One lens to view this question through is to look at where extra-Wasm glue code is still required, determine why it’s required, and then figure out which Wasm proposal will obviate the need for that glue code. That’s your path. The specific answer you get is going to depend on what you’re doing. For example, if your Wasm module defines a
main
function, and isn’t used like a library, then the reference types proposal may be enough already, if you don’t mind that you can’t statically differentiate between an open file and a database connection in the type system. The host will need to perform checks that the reference you passed into a write function is actually an open file, and not (say) a source of entropy—but these checks should be cheap. If you did want to statically differentiate between those things, then you would additionally need support for type imports. On the other hand, if you want to write a Web app 100% in Wasm without any JavaScript code, you’re going to need interface types for interacting with Web APIs, ECMAScript modules integration to bootstrap the initial imports, and module linking to control instantiation.As far as timelines go, if you’re shipping a Web app you’ll need to wait until xx% of your traffic is on browsers that support the proposals you need. That could take a couple years. Although you might be able to reach for a tool that can polyfill some of these proposals for you in the meantime, like wasm-bindgen. On the other hand, if you’re targeting one particular outside-the-Web environment, you only need that one environment to gain support for these proposals. We intend to lead the way with implementing interface types and module linking in Wasmtime, so the vision should become reality much sooner in this scenario.
InfoQ: What comes next on the roadmap for Wasmtime?
Fitzgerald: The proposals you’ve mentioned already are high up on our priorities list: type imports, interface types, and module linking.
But it’s not enough just to have a runtime that supports these features. People don’t write WebAssembly by hand, they use a toolchain to generate Wasm code. We also need these toolchains to support emitting Wasm code that takes advantage of these features.
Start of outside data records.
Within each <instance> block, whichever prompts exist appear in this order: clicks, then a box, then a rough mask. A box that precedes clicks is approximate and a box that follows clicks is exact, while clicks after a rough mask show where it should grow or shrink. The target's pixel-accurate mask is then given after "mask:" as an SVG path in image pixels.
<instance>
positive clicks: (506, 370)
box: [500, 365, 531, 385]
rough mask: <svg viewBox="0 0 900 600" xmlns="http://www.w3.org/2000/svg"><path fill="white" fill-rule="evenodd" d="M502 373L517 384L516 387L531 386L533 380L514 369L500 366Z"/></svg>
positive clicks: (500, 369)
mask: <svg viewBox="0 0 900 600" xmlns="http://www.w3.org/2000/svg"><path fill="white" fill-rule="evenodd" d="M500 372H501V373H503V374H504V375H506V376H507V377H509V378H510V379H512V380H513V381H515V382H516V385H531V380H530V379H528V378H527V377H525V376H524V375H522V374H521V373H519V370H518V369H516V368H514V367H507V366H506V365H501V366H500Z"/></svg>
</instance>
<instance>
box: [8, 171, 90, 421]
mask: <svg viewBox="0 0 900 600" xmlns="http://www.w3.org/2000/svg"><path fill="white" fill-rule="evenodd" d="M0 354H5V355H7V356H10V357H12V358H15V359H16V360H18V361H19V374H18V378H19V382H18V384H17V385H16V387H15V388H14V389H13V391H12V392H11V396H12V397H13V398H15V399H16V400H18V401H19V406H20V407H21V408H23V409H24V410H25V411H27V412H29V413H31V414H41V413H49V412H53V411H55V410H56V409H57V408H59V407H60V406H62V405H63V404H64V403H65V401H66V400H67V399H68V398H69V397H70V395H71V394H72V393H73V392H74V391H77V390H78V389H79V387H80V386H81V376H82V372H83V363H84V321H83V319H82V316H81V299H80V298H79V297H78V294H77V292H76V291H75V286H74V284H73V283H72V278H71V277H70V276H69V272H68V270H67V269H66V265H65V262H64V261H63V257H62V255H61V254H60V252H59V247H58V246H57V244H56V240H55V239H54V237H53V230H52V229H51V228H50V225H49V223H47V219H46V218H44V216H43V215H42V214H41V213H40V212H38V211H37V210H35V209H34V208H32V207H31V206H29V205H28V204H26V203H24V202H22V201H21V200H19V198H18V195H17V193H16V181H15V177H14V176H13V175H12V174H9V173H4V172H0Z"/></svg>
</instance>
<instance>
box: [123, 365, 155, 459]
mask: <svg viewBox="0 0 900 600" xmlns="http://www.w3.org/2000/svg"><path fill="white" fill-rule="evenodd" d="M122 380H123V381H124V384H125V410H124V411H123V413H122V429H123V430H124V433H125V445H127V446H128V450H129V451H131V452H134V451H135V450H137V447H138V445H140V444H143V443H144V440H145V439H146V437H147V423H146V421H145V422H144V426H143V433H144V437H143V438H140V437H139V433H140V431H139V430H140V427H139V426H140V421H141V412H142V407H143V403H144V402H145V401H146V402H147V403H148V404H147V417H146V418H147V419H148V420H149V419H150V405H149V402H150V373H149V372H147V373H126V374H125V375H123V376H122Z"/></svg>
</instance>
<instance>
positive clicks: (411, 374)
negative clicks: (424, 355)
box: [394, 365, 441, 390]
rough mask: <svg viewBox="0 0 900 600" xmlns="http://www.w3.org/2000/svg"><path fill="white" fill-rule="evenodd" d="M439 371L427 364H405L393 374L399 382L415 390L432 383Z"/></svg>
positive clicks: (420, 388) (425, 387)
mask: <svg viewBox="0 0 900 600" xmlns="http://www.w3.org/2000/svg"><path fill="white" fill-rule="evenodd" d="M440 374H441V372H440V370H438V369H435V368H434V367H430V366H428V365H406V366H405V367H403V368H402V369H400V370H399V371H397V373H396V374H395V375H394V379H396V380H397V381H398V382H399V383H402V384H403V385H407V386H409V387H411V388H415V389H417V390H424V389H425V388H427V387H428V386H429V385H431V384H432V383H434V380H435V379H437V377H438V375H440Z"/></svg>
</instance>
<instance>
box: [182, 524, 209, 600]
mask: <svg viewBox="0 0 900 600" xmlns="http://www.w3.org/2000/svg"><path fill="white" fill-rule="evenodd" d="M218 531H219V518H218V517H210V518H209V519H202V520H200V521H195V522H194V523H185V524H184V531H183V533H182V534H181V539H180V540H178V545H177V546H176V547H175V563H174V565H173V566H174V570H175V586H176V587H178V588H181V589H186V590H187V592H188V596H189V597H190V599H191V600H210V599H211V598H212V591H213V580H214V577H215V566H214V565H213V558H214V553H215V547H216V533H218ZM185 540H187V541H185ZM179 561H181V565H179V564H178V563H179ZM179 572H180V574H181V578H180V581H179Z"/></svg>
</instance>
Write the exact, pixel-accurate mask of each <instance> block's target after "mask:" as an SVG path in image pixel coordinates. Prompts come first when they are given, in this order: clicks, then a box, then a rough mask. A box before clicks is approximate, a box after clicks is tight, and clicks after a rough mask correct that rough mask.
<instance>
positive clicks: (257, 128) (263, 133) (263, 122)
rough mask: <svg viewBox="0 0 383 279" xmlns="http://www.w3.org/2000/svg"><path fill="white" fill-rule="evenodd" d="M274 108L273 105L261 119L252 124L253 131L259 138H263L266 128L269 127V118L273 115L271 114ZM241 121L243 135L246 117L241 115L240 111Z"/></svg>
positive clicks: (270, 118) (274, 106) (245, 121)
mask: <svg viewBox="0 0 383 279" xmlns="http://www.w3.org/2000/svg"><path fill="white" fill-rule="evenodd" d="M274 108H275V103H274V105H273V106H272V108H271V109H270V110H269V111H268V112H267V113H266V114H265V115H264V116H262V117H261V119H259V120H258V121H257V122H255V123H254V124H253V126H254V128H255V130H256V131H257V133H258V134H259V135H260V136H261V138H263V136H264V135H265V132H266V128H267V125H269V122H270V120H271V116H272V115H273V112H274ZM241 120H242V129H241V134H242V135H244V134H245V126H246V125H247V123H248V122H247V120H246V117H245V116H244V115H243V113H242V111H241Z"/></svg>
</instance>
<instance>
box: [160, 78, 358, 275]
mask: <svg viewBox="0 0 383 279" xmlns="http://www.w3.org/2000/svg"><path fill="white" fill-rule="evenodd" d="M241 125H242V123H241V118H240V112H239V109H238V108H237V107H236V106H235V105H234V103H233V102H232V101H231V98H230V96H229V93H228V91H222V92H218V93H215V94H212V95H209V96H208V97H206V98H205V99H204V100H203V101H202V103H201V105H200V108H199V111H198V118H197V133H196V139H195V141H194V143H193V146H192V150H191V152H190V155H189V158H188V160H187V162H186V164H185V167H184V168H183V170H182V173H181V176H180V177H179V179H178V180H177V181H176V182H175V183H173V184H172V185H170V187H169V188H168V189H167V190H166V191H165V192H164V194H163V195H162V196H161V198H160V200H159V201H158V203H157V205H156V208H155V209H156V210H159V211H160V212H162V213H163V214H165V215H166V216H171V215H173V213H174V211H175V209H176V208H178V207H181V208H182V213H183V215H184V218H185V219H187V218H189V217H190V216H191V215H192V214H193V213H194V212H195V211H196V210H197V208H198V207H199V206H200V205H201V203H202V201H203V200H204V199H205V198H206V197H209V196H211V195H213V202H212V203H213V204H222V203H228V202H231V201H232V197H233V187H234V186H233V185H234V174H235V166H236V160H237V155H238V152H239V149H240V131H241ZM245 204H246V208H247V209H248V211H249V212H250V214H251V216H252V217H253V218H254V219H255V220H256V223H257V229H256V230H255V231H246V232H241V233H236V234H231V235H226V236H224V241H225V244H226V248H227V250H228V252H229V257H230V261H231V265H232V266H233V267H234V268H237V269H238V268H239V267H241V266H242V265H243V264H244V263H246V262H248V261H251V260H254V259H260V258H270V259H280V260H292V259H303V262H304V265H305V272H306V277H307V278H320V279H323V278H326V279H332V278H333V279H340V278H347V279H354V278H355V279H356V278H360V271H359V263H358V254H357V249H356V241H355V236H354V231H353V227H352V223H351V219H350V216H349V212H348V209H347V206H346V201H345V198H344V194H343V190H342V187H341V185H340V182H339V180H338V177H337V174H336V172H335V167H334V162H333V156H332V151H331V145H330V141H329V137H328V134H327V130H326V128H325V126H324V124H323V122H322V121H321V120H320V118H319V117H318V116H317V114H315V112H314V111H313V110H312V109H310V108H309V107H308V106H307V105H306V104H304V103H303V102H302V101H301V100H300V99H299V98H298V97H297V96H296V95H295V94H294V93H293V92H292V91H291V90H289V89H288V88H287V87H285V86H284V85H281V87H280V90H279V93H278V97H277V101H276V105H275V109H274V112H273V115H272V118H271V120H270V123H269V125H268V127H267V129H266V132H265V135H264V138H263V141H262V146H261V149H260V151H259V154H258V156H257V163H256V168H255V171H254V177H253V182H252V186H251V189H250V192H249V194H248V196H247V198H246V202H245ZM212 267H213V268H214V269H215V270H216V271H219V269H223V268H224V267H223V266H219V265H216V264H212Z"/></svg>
As far as the Rust toolchain for generating Wasm goes, we have plans to build a spiritual successor to wasm-bindgen that doesn’t assume a JavaScript host, so that it will work outside the Web as well, and which is 100% based on standards like interface types and module linking. Once that’s implemented, we will rebase wasm-bindgen on top of it so that it only provides the JavaScript-specific bits and the logic for polyfilling proposals that aren’t supported in all Web browsers yet.
About the Interviewee
Nick Fitzgerald works on the Wasmtime WebAssembly runtime, the Cranelift code generator, and the Rust and WebAssembly ecosystems. When he's not doing "computer" things, he's either riding his bike or playing with his cat, Goomba. His pronouns are he/him.